We write December 2015, with the new year around the corner. Yet, still 780 million people around the world have no access to clean and safe drinking water. That is 1 out of 9! Since many communities life at or near the shore, the vast amount of seawater nearby plead to be turned into the source of life. Until now various machines have been proposed to take the salt out of seawater. This desalination process happens to be expensive, both money and energy wise.

The best solutions to difficult problems are often found in nature. Same goes for the Rain Maker, the desalination machine that mimics the natural water cycle. It heats seawater until it vaporises. The water vapour is taken into another compartment to be distilled. Then the steam is cooled down and turns into water again. Via a smart design, most of the heat is recuperated.

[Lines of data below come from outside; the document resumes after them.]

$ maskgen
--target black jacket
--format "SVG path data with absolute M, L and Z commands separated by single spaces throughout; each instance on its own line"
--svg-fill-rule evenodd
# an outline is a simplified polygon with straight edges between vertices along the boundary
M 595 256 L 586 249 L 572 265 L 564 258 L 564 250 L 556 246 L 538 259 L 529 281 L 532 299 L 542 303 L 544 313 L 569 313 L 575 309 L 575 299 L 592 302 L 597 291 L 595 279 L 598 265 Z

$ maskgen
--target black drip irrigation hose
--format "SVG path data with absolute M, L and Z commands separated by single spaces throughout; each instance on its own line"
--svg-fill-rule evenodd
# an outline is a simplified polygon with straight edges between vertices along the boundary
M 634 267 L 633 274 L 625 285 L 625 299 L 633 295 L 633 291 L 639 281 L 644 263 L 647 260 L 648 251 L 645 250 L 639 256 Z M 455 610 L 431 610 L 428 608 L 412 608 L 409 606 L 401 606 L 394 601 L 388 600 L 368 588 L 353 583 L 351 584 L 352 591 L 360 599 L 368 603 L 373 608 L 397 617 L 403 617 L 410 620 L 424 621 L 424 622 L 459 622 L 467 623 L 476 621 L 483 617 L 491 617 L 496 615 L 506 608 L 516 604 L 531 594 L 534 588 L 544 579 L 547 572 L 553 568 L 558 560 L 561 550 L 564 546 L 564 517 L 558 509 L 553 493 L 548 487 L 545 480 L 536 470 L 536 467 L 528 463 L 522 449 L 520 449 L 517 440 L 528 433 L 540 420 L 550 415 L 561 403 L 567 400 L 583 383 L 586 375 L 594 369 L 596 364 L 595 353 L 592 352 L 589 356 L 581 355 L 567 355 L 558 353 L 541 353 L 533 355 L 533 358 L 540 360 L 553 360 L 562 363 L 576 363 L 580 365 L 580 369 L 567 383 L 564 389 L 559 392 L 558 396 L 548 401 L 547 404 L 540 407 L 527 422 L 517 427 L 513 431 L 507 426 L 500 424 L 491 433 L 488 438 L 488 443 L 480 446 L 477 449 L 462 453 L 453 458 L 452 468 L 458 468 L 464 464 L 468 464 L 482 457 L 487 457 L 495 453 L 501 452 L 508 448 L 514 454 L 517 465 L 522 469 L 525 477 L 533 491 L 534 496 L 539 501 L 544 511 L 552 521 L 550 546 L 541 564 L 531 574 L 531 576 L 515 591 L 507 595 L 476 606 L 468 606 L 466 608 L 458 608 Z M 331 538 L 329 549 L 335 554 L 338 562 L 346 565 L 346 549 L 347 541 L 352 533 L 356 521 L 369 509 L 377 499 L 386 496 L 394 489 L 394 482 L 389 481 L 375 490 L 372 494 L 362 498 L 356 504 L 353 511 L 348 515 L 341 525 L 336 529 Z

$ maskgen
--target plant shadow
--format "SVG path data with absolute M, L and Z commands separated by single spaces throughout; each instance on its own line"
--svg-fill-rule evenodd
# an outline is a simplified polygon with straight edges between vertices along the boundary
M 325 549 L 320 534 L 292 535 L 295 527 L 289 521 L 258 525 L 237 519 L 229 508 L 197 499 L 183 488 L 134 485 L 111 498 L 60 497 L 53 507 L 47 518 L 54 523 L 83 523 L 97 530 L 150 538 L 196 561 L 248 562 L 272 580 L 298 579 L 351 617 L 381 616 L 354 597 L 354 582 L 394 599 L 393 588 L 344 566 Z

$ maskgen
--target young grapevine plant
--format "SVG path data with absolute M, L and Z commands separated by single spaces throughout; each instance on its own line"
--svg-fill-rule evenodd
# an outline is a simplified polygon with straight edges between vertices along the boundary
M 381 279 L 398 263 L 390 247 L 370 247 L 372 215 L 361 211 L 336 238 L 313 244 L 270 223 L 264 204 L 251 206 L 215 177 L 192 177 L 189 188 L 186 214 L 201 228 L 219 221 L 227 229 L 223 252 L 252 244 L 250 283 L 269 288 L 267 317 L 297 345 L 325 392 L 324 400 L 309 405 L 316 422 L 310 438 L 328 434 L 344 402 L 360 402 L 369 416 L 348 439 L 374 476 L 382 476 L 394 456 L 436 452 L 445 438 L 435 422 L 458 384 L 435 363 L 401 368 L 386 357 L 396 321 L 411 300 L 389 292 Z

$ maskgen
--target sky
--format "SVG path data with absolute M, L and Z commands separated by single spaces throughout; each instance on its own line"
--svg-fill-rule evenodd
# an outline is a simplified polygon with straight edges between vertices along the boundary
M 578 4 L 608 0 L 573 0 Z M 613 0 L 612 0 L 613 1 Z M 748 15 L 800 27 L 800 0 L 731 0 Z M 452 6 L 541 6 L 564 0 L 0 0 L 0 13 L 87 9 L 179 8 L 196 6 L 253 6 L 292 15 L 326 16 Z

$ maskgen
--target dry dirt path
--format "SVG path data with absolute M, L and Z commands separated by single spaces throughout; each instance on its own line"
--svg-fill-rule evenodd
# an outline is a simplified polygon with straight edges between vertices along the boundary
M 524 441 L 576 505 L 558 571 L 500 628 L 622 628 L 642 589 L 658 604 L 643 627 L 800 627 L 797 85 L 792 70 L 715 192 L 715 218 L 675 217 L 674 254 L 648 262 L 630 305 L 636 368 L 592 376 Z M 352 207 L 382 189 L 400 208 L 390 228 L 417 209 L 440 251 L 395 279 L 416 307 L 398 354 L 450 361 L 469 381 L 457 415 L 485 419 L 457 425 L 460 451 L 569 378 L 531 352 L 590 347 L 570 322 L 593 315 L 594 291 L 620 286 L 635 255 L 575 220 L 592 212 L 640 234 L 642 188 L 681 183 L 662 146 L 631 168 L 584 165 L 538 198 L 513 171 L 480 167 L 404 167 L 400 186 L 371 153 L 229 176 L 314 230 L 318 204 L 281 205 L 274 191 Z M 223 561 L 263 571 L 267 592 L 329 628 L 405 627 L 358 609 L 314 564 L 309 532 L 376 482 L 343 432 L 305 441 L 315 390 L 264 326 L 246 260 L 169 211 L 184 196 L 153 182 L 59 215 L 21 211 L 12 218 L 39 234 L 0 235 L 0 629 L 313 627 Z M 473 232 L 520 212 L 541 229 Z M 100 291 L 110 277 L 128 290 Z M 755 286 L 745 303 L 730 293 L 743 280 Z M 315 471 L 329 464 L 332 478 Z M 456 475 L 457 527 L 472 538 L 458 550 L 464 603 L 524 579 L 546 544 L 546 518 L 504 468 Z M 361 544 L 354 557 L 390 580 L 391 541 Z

Prototype of the Rain Maker. It turns seawater in drinking water in a matter of minutes (photo: Billions in Change)

Prototype of the Rain Maker. It turns seawater in drinking water in a matter of minutes (photo: Billions in Change)

No membranes or filters are used, making the device able to run on its own for months without human intervention. A machine the size of a small car can make more than 3500 litres of water an hour.

By building small units that can be mass produced, the price is reduced enormously. Depending on the specific needs, more or less Rain Makers can be combined. This makes a desalination machine finally cost effective. Current massive plants are designed case by case and just cost too much money. The builders of Rain Maker even propose to build a ship full of their desalinators. When a coastal area faces a water crisis, the ship rushes to the spot and can start producing clean drinking water straight away and pump it to the shore.